Provincial Minister for Law of East Pakistan
- In office 1965–1968
- Governor: Abdul Monem Khan
- Preceded by: A. T. M. Mustafa
- Succeeded by: Fakir Abdul Mannan

Personal details
- Born: 1923 Bhola Island, Backergunge District, Bengal Presidency, British India
- Died: 9 September 1976 (aged 52–53) Dhaka, Bangladesh
- Resting place: Banani graveyard
- Party: PMLC
- Education: University of Dhaka
- Profession: Lawyer

= Abdul Hye Choudhury =

Bangladeshi lawyer and politician

Abdul Hye Choudhury (1923 – 9 September 1976) was a Bangladeshi lawyer, politician, and judge. He served as Provincial Minister for Law of East Pakistan from 1965 to 1968 and subsequently as a judge of the East Pakistan High Court.

== Early life and education ==
Choudhury was born in 1923 on Bhola Island in Backergunge District, Bengal Presidency, British India. After completing his graduation from the Dacca School of Economics in 1943, he served as a commissioned officer of the government. He subsequently completed a degree in arts and a course in law.

== Career ==
In 1951, Choudhury joined the Federal Court of Pakistan and the Dacca High Court of the province of East Bengal as a lawyer, following the establishment of the Dominion of Pakistan. He served as vice-president of the Dacca High Court Bar Association, as a working member of the East Pakistan Bar Council, and as a member of the Dacca Secondary and Higher Secondary Education Board.

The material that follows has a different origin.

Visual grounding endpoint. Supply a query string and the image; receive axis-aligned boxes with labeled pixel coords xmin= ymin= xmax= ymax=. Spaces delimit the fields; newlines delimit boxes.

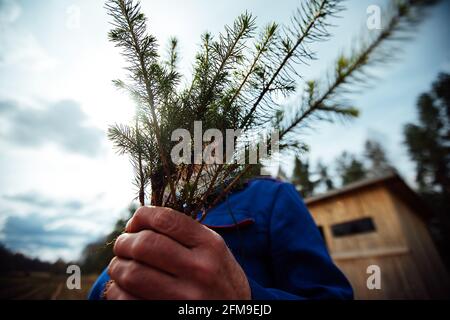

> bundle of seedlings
xmin=105 ymin=0 xmax=435 ymax=220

Following his election as a member of the National Assembly of Pakistan in 1962, he was appointed parliamentary secretary for law and assembly affairs. In 1965, he was appointed Provincial Minister for Law and Provincial Assembly Affairs of East Pakistan. He held that position until 1968. In the same year, he was appointed a judge of the Dacca High Court, serving in that capacity until 1970.

== Death ==
In April 1976, Choudhury developed a lung disease. In July of that year, he was admitted to PG Hospital in Dacca, where he received treatment for two months. He died of the disease at his residence in Dacca on 9 September 1976. He was buried at Banani graveyard.